HyperAI

Oxford/Amazon/Westlake University/Tencent and Others Proposed a Multimodal, Multi-domain, Multi-language Medical Model M³FM, Which Can Be Used for Zero-sample Clinical Diagnosis

特色图像

I believe that many friends who love Marvel movies have been amazed by this scene. In the movie "Iron Man 2", the artificial intelligence butler Jarvis collected Stark's blood samples and used deep learning algorithms to quickly modularize the sample data. It accurately and quickly analyzed the palladium content in Stark's body, and even gave cross-domain suggestions while issuing a report, such as "existing elements cannot replace palladium metal, and new elements need to be synthesized."Although this is only a few tens of seconds of footage, it perfectly demonstrates the automation, intelligence, and process-based features of smart healthcare.

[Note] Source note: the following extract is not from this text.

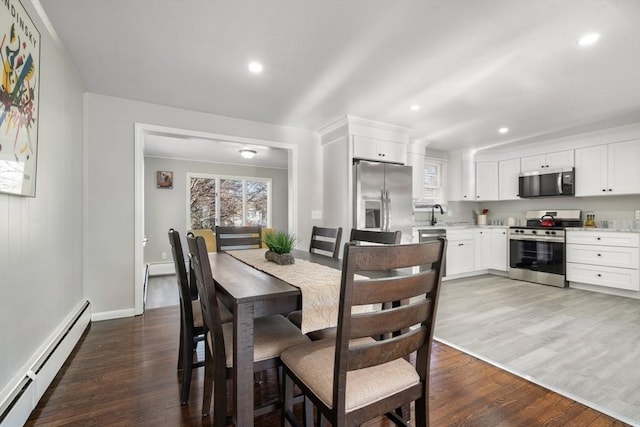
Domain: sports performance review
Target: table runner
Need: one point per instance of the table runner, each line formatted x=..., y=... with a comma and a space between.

However, in real life, in order to achieve the same result, medical staff need to go through complicated processes such as blood sampling, image analysis, data comparison, report issuance, and disease classification. And this is only from a macro perspective, and it is even worse if it is subdivided. Taking the most common medical images in clinical diagnosis as an example, medical images can describe clinical findings and provide a basis for further diagnosis of diseases. But when it comes to accurately, concisely, completely, and coherently describing a report on medical images in natural language, it will make many medical staff feel headache and boring.Statistics show that even for experienced doctors, it usually takes an average of 5 minutes or more to complete a report.

Fortunately, although science fiction has not yet fully illuminated reality, it has already revealed a glimmer of light through the cracks in the darkness. In the intersection of artificial intelligence and medical health, more and more researchers have conducted extensive research and developed methods for automatic report generation. These methods can automatically generate draft reports for medical staff to review, modify and refer to. On the one hand, they can effectively solve the time-consuming and labor-intensive work tasks of medical staff, and on the other hand, they can reduce the probability of human errors through automation.

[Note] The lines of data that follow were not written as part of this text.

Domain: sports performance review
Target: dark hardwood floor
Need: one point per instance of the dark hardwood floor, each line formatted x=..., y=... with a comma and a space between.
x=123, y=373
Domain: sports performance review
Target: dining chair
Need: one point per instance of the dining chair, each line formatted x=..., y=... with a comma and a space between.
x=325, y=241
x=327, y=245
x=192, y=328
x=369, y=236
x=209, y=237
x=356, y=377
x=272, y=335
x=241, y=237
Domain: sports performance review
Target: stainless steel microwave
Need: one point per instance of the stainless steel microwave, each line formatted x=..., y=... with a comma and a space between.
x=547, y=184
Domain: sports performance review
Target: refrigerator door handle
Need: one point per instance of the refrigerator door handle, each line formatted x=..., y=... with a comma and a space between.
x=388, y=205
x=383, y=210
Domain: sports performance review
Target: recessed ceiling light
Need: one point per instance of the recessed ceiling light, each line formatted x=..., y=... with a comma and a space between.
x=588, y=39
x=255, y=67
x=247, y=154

Recently, npj Digital Medicine, a journal under the internationally renowned academic journal Nature Portfolio, published a study titled "A multimodal multidomain multilingual medical foundation model for zero shot clinical diagnosis".It mentions a multimodal (image and text), multidomain (CT and CXR), and multilingual (Chinese and English) medical foundation model M³FM (Multimodal Multidomain Multilingual Foundation Model), which can be used for zero-sample clinical diagnosis and support disease reporting and disease classification.The researchers demonstrated the effectiveness of this method on nine benchmark datasets for two infectious and 14 non-communicable diseases, outperforming previous methods.

The study has a luxurious lineup of authors. In addition to teams from Oxford University, University of Rochester, Amazon and other institutions, it also includes Dr. Zheng Yefeng from the Medical Artificial Intelligence Laboratory of Westlake University and Dr. Wu Xian, head of the Tianyan Research Center of Tencent Youtu Lab.

Paper address:
https://www.nature.com/articles/s41746-024-01339-7

The open source project "awesome-ai4s" brings together more than 200 AI4S paper interpretations and provides massive data sets and tools:

https://github.com/hyperai/awesome-ai4s

Data loss is still a pain point for existing methods

Medical imaging is the basis of medical imaging reports and disease classification, and plays an important role in subsequent clinical diagnosis. Therefore, the research on related automation methods has naturally become one of the focuses of scientific research. However, despite the fruitful research results, there are still many deficiencies from a practical perspective.Among them, the scarcity or even complete lack of data is a key challenge.

on the one hand,The generation of disease reports is similar to the image-based language generation task, which aims to generate descriptive text to describe the input image. Traditional basic methods usually rely heavily on a large amount of high-quality medical training data annotated by clinicians, which is expensive and time-consuming to collect, especially for rare diseases and non-English languages.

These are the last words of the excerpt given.